Helical Network Model for Twisted Bilayer Graphene

TL;DR

This paper introduces a helical network model to describe the low-energy electronic properties of twisted bilayer graphene under finite displacement fields, capturing the effects of stacking and moiré patterns.

Contribution

The study develops a phenomenological helical network model that accurately describes the low-energy physics of twisted bilayer graphene with displacement fields, highlighting the role of domain wall states.

Findings

Network band structure is gapless.

Presence of Dirac points in the band structure.

Density of states is periodic with zero and divergence points.

Abstract

In the presence of a finite interlayer displacement field bilayer graphene has an energy gap that is dependent on stacking and largest for the stable AB and BA stacking arrangements.

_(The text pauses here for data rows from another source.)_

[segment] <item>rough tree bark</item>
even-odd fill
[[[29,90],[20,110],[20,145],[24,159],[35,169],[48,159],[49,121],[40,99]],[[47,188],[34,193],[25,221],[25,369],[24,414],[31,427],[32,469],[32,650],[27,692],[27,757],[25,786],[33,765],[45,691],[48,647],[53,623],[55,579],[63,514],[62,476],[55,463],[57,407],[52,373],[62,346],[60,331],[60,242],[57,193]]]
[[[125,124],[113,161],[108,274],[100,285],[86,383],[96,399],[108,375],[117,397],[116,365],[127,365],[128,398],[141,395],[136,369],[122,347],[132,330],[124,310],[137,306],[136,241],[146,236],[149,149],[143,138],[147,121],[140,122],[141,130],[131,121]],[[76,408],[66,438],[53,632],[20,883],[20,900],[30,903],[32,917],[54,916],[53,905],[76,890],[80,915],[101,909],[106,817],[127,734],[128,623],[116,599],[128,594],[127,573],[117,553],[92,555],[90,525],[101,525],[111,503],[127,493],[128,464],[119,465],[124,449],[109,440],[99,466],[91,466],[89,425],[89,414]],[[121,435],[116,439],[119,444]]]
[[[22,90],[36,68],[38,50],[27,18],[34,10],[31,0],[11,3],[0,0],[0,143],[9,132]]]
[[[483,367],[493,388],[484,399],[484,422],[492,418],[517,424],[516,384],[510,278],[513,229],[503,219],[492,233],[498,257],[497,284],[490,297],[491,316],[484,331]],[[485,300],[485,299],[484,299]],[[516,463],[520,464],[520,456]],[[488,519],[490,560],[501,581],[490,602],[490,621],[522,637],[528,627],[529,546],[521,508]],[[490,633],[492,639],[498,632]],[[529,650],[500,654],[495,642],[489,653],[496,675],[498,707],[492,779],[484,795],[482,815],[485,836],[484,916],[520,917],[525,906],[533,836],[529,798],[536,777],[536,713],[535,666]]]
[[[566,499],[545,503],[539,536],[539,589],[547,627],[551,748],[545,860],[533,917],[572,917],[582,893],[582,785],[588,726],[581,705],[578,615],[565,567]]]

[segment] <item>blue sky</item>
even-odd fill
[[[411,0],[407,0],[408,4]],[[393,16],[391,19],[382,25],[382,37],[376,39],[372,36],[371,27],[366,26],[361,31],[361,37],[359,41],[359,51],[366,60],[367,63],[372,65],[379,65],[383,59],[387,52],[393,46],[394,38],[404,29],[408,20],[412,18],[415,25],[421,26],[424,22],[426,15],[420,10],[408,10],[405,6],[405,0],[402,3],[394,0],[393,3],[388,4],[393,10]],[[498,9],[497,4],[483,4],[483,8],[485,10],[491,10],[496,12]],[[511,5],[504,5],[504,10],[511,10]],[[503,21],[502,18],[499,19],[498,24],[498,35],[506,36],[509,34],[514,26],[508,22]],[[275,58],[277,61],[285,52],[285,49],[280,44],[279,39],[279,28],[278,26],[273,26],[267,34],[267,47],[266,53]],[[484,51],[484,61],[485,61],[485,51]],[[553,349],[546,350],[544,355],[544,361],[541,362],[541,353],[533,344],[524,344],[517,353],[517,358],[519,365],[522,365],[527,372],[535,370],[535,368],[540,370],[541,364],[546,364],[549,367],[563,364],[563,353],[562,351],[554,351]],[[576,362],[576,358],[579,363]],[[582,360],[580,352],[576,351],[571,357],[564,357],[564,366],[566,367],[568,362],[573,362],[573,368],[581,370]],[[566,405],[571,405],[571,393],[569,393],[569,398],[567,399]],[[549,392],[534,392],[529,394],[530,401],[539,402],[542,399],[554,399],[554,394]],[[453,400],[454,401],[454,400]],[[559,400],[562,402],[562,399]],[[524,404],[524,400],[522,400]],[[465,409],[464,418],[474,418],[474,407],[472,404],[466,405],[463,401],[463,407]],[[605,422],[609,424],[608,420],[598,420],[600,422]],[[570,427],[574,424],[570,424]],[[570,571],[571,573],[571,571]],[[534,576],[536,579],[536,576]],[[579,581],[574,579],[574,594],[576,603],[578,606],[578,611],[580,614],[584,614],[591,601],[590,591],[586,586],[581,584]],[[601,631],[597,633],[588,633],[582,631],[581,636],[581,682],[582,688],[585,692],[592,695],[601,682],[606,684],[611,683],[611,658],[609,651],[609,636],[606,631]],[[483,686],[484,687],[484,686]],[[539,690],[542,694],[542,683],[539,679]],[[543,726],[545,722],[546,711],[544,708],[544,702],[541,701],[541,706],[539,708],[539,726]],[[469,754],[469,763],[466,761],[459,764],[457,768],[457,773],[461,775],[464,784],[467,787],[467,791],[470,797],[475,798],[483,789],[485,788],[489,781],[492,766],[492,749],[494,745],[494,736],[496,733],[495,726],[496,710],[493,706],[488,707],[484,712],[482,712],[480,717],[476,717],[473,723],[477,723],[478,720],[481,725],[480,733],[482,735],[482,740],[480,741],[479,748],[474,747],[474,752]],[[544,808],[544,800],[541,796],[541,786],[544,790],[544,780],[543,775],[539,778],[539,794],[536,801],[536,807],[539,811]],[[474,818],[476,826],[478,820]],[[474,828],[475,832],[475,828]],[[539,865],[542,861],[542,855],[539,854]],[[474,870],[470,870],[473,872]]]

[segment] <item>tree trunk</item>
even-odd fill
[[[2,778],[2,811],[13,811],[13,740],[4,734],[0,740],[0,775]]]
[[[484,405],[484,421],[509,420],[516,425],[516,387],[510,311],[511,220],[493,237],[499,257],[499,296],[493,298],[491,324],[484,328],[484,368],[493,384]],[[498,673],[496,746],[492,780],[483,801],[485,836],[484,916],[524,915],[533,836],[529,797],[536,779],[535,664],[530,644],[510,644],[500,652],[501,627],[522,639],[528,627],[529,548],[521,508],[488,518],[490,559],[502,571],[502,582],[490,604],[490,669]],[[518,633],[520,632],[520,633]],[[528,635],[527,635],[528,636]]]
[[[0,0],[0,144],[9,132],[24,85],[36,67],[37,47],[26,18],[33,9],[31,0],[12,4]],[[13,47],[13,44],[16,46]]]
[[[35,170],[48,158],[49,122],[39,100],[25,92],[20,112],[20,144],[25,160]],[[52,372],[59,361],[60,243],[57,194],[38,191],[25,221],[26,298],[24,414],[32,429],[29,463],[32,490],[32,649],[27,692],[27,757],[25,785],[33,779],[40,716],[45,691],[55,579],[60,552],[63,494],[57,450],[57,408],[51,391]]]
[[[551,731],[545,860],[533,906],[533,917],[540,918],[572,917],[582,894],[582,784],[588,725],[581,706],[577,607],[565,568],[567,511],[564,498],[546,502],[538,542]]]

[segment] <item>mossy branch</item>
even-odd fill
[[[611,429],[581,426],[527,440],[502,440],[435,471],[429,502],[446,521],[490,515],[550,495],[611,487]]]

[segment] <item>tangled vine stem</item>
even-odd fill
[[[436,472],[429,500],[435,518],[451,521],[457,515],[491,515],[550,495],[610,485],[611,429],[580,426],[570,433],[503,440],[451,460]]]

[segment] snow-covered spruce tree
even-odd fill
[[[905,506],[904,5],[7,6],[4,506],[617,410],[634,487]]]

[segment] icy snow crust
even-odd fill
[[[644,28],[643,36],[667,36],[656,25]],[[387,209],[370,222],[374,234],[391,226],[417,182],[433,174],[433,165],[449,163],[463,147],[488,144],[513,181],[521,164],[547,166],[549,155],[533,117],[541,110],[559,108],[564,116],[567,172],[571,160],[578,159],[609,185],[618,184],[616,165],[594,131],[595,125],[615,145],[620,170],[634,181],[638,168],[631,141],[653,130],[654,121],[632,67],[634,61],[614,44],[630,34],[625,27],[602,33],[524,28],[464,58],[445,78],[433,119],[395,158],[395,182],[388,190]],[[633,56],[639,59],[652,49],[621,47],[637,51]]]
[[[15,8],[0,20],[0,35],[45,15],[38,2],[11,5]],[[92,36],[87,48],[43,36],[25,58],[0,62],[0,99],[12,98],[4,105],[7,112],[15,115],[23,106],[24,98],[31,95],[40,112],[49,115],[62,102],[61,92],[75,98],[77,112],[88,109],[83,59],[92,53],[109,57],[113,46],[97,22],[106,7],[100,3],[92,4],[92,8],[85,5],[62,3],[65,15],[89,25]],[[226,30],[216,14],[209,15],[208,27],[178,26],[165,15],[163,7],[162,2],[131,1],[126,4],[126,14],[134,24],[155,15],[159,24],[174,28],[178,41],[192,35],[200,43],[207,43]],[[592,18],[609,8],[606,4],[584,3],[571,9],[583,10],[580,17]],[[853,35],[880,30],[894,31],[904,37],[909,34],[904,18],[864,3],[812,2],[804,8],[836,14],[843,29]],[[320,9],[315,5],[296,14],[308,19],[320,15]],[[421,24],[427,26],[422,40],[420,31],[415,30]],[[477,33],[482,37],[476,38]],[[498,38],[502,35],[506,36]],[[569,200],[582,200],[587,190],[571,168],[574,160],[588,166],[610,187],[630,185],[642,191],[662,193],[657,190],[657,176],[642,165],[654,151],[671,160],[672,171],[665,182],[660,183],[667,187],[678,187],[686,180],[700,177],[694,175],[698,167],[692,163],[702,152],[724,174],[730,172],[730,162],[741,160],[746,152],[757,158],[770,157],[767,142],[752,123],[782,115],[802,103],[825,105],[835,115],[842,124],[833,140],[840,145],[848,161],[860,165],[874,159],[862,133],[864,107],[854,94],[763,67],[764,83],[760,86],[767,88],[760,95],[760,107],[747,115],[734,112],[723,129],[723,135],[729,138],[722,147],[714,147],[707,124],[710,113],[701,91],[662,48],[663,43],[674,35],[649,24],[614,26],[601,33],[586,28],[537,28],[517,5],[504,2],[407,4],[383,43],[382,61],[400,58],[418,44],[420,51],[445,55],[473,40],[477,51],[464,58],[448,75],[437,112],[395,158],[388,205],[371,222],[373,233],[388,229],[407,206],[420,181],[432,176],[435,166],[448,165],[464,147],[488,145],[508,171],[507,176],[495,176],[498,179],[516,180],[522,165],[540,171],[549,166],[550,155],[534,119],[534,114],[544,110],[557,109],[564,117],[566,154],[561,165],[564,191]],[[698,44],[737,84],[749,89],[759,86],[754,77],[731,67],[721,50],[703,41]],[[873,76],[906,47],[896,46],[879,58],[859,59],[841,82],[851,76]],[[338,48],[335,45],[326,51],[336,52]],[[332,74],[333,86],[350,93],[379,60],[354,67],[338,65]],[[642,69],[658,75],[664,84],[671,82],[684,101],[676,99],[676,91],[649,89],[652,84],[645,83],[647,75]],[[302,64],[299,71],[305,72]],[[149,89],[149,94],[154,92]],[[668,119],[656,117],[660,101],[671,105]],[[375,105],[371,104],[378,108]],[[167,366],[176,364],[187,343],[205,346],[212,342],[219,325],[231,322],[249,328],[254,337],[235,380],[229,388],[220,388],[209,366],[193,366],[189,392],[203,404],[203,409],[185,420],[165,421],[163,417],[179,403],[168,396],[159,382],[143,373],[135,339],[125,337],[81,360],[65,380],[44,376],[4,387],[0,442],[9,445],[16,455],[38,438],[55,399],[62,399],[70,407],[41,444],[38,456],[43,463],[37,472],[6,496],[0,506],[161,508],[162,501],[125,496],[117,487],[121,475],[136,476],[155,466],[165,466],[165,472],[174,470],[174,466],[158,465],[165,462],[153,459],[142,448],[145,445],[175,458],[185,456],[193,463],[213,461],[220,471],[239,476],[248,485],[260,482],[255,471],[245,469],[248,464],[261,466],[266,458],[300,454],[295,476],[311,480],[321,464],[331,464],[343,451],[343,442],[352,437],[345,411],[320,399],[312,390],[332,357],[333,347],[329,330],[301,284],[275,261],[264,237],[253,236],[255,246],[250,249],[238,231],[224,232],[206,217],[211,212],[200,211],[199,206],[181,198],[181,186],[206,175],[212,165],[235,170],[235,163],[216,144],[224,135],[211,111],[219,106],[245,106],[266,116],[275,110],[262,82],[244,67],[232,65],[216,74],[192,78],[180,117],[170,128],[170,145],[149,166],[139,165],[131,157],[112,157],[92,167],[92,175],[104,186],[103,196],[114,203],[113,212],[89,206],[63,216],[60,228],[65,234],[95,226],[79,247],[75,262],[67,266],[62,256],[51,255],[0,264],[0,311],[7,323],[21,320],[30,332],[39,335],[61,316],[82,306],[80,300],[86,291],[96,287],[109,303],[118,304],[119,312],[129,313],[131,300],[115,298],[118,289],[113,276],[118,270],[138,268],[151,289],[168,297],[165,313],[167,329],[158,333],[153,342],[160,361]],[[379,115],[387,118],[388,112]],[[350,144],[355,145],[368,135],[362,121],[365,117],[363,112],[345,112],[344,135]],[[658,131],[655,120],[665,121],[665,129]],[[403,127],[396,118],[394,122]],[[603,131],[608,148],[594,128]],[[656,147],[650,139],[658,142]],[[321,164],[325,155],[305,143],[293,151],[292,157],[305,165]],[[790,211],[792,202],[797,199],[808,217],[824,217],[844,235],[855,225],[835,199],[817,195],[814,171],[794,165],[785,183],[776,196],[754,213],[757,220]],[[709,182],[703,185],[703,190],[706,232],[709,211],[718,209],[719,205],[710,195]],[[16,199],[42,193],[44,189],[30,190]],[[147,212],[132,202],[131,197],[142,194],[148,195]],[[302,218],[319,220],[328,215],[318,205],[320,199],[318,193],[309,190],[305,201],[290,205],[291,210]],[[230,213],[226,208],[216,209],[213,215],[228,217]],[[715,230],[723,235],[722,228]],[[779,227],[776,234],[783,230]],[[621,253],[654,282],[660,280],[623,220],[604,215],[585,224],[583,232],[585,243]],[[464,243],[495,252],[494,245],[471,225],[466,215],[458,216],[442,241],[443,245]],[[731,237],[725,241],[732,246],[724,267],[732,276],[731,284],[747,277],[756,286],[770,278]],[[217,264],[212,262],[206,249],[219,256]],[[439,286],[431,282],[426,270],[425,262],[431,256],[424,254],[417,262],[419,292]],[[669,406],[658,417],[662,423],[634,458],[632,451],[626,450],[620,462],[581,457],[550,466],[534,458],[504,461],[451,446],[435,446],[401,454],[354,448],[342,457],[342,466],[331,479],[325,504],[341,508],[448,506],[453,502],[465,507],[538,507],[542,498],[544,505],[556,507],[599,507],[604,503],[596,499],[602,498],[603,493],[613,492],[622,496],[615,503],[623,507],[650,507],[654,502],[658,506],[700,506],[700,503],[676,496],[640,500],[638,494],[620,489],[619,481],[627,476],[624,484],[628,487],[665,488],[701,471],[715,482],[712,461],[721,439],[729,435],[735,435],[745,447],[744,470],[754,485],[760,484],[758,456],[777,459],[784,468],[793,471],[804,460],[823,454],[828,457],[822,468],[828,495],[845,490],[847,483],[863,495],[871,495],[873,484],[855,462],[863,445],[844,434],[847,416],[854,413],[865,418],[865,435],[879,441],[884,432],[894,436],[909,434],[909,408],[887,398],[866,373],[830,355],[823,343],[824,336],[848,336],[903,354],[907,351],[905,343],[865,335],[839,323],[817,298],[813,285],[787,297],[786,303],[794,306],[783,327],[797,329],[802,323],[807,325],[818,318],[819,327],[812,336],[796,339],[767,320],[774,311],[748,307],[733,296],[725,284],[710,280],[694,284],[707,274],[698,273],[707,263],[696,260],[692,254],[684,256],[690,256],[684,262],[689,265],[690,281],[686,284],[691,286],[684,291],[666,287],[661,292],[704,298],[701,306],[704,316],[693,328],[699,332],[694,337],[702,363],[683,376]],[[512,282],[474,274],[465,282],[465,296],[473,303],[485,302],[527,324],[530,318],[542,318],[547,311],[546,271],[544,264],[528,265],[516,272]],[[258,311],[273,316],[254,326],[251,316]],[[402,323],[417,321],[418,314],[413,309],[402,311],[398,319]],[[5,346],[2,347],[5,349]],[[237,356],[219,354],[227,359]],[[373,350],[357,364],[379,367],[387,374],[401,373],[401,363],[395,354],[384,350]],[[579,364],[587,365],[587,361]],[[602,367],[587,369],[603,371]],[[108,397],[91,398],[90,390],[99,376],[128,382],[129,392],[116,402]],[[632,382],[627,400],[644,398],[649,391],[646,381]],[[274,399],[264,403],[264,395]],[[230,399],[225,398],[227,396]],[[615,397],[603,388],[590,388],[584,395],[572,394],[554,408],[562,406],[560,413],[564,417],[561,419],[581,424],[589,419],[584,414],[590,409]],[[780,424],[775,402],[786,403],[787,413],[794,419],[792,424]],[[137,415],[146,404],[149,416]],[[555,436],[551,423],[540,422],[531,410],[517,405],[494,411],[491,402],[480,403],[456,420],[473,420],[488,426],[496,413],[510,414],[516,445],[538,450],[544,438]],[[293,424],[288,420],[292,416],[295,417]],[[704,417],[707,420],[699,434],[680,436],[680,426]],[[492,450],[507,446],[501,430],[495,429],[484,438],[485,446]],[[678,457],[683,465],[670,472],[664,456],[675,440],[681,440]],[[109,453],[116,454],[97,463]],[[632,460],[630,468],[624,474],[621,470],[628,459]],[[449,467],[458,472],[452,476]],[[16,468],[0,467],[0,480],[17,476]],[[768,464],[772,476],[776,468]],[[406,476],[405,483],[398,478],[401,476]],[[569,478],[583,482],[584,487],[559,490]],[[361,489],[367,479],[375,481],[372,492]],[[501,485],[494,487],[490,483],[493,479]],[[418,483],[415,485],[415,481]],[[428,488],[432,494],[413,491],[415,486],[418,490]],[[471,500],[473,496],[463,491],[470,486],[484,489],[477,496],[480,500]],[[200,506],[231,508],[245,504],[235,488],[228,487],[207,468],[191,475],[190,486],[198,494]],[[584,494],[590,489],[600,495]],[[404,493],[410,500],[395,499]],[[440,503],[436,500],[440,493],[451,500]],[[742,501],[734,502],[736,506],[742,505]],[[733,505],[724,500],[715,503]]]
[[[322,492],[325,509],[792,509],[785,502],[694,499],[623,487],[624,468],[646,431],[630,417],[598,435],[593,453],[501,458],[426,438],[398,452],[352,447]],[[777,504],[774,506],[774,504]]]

When the relative orientations between layers are twisted through a small angle to form a moir$\mathrm{\acute{e}}$ pattern, the local stacking arrangement changes slowly. We show that for non-zero displacement fields the low-energy physics of twisted bilayers is captured by a phenomenological helical network model that describes electrons localized on domain walls separating regions with approximate AB and BA stacking. The network band structure is gapless and has of a series of two-dimensional bands with Dirac band-touching points and a density-of-states that is periodic in energy with one zero and one divergence per period.